Hi i have a simple dataframe consisting of the employee, and how much they have to hit for their sales. The column, dailytarget.

df = pd.DataFrame({'EmployeeNo':[11111,11112,11113,11115,11116,11128],
                   'OutletName':['Outlet1', 'Outlet2', 'Outlet3','Outlet4', 'Outlet5','Outlet6'],
                   'EmployeeName':['John','Tom','Bob','Sam', 'Sean', 'Zac'],
                   'TargetAmount':[1000,500,400,500,300,800]})
df

So i would need to add the daterange 2020 to 2023, then for each date, append the dataframe.
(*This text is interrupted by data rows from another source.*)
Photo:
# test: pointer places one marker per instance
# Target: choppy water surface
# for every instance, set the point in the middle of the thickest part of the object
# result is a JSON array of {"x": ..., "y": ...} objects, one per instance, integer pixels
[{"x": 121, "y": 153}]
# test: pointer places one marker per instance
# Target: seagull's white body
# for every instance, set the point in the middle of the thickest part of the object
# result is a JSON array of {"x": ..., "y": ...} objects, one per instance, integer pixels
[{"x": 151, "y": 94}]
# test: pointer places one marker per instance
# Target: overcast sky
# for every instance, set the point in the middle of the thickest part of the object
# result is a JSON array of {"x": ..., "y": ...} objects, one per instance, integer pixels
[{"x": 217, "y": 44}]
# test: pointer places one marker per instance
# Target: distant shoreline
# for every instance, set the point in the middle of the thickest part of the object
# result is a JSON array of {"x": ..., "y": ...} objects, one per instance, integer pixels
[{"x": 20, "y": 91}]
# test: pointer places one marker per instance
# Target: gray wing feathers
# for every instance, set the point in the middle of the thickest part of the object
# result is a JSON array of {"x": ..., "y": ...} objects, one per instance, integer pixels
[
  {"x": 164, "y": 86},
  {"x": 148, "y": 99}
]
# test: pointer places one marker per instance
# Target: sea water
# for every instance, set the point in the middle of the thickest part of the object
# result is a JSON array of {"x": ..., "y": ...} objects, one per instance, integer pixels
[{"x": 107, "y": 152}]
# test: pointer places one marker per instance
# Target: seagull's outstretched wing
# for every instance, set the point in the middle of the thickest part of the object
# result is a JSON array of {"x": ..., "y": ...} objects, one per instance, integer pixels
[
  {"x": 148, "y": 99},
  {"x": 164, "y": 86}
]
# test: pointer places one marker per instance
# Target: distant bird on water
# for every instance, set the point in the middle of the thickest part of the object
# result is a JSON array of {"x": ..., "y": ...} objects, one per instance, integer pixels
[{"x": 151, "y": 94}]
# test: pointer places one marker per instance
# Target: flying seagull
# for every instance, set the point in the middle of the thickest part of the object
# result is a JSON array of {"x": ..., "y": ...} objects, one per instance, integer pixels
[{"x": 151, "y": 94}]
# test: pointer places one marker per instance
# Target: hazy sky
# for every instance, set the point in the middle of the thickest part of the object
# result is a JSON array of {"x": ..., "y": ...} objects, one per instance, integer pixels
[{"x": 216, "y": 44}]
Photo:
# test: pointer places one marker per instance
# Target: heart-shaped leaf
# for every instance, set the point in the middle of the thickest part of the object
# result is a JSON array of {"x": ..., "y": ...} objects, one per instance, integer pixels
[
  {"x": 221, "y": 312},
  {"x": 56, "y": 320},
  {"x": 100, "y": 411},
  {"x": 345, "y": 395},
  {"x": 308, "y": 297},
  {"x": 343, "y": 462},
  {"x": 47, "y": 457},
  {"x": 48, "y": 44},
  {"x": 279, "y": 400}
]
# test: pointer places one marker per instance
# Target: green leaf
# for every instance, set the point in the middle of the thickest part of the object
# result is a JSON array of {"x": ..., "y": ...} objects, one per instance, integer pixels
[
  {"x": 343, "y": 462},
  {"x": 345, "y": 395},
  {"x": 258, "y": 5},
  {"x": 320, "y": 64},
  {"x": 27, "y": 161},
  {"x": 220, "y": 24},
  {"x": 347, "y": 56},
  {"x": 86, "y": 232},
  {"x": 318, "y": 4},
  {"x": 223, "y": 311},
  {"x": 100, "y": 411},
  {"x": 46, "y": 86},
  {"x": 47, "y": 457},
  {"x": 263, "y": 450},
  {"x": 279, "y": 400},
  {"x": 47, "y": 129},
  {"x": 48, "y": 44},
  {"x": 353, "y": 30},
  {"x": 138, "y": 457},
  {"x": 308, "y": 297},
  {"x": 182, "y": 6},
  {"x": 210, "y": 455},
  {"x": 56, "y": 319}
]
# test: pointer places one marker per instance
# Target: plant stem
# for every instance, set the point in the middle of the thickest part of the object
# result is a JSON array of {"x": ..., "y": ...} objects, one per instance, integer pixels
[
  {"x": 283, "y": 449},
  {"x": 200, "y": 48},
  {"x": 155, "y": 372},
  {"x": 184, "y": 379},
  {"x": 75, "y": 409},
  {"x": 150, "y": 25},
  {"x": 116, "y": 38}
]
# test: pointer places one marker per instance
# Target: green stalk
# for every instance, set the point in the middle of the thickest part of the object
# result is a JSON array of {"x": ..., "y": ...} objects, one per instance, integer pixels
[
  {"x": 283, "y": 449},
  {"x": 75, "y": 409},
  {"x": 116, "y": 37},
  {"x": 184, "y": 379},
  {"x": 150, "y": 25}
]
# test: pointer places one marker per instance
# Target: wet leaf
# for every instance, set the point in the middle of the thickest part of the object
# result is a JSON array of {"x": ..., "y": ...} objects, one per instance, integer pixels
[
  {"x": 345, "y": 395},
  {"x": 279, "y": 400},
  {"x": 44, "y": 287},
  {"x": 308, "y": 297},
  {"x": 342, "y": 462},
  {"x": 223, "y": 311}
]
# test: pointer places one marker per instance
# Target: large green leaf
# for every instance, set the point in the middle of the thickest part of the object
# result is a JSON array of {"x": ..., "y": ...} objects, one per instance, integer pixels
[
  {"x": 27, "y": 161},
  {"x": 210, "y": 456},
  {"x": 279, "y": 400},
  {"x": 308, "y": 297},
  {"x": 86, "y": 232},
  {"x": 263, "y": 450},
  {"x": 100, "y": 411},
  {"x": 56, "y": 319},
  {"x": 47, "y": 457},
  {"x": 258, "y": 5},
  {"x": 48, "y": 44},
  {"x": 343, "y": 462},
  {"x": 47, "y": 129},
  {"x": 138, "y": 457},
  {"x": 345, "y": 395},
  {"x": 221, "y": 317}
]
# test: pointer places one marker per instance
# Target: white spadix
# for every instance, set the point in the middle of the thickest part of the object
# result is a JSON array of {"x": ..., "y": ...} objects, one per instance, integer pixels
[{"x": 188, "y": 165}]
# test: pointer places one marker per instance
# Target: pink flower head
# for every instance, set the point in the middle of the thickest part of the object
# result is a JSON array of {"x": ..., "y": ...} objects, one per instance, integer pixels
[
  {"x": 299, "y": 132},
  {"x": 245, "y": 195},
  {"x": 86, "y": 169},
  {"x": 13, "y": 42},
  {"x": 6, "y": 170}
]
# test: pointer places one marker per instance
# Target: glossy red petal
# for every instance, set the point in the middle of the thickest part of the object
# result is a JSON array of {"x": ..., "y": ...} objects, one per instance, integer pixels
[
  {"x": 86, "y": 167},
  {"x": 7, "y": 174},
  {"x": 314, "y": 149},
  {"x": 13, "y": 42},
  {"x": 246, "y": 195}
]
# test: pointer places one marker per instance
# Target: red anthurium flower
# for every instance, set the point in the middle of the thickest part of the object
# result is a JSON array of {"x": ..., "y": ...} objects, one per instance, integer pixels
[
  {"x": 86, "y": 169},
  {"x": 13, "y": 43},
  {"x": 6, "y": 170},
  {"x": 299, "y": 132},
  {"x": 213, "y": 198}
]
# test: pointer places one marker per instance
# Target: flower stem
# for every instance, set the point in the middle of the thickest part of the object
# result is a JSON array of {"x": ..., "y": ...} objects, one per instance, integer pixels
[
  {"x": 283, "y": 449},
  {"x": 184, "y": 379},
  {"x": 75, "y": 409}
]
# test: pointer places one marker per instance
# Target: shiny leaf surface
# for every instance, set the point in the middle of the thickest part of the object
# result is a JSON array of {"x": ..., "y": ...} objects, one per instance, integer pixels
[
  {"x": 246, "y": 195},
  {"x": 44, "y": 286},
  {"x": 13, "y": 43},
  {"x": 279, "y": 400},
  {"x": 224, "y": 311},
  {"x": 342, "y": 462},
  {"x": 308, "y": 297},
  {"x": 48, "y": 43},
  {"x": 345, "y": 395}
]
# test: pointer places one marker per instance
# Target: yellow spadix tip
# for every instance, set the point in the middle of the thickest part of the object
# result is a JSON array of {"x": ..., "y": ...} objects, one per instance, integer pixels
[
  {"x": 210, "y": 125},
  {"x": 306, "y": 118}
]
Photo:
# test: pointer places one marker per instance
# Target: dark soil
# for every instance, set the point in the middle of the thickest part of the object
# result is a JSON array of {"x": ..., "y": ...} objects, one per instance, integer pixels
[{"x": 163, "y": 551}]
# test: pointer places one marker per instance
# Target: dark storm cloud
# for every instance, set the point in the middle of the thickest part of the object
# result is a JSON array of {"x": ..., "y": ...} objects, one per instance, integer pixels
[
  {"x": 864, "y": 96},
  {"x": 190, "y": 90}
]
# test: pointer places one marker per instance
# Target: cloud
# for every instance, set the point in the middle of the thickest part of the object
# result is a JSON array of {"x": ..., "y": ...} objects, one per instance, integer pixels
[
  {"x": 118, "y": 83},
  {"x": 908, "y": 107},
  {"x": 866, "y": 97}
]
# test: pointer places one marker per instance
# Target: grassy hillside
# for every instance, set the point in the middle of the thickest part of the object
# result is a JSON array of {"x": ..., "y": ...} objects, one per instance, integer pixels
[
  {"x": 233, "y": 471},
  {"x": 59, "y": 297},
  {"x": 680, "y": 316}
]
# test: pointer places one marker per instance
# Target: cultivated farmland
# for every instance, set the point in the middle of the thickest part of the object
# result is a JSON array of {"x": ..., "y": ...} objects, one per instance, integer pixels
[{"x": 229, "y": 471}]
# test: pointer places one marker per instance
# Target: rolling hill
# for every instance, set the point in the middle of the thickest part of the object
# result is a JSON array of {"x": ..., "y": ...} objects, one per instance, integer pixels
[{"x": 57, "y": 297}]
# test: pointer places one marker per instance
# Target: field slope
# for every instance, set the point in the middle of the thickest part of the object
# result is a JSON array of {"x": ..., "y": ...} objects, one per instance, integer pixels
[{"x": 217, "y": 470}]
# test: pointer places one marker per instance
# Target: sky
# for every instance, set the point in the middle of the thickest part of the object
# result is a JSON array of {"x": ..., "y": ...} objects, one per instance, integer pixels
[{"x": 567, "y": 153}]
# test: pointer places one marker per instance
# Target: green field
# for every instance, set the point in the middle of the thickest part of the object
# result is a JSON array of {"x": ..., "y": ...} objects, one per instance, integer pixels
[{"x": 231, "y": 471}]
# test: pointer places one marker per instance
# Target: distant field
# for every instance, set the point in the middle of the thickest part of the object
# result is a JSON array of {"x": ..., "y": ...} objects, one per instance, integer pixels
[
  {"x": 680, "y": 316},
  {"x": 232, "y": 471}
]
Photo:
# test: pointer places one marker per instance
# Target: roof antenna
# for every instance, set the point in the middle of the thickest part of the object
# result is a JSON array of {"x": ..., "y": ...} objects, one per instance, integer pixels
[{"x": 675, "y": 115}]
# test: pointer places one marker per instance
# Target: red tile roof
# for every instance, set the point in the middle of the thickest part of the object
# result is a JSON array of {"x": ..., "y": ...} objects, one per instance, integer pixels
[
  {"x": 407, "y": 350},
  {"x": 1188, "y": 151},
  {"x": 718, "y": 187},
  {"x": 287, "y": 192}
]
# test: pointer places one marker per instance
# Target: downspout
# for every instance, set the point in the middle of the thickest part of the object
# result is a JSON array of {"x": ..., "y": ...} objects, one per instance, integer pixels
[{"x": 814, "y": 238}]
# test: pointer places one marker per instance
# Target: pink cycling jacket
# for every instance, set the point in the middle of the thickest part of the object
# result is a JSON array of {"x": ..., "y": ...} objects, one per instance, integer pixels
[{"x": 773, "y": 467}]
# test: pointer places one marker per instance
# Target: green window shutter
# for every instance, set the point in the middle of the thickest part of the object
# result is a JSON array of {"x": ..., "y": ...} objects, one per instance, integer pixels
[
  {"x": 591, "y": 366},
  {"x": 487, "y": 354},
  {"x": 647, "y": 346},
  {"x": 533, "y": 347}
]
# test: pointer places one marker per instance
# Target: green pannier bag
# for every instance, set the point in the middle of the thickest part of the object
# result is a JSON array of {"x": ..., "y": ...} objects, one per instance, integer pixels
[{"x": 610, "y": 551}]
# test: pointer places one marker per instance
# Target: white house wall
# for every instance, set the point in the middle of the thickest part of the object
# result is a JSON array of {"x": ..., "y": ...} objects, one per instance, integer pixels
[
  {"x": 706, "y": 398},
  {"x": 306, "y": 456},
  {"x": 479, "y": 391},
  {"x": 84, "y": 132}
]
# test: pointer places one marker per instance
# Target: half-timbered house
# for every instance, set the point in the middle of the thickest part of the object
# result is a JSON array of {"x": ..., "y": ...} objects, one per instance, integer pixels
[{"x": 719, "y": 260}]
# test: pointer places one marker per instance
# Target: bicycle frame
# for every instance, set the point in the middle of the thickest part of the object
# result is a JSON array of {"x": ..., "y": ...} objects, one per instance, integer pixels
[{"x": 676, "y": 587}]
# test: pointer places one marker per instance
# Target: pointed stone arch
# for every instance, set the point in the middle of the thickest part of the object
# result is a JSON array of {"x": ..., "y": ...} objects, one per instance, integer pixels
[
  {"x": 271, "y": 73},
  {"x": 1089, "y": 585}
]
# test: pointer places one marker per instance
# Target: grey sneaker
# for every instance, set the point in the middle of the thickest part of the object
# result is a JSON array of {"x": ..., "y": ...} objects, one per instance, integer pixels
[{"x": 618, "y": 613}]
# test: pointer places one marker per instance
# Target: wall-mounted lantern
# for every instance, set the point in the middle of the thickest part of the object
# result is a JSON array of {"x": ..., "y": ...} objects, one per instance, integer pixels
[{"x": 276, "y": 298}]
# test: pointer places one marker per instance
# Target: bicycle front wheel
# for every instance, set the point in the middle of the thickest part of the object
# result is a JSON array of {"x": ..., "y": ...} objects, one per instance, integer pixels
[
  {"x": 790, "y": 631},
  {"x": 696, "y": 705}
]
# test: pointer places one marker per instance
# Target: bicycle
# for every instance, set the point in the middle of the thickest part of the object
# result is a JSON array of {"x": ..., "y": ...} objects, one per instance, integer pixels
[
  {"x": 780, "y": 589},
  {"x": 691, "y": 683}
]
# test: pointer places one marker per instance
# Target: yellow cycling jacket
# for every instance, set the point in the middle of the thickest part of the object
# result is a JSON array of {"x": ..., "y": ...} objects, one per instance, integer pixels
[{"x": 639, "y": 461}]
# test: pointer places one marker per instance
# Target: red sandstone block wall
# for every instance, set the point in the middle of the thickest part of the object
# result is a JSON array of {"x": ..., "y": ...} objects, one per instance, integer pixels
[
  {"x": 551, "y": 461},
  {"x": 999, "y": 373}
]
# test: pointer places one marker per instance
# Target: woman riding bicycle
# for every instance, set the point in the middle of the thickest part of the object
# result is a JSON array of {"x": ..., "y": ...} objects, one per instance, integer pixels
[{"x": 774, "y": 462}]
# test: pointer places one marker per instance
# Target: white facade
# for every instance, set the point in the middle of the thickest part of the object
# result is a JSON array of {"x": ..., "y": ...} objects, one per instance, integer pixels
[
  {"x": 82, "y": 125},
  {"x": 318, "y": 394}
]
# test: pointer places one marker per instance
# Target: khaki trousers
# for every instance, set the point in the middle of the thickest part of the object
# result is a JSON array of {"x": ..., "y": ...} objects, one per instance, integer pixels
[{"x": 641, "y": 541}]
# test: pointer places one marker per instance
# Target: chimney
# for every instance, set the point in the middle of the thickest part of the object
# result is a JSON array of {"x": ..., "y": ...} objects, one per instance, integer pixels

For example,

(2020-01-01,11111,outlet1,Tom,$1,000)
(2020-01-02,11111,outlet1,Tom,$1,000)
(2020-01-03,11111,outlet1,Tom,$1,000)
(2020-01-04,11111,outlet1,Tom,$1,000)
.....
(2023-12-31,11111,outlet1,Tom,$1,000)
****Then move on to the next employee****
(2020-01-01,11112,outlet2,John,$500)
(2020-01-02,11112,outlet2,John,$500)
(2020-01-03,11112,outlet2,John,$500)
...
(2023-12-31,11112,outlet2,John,$500)

and so on for all employees. How do i do this?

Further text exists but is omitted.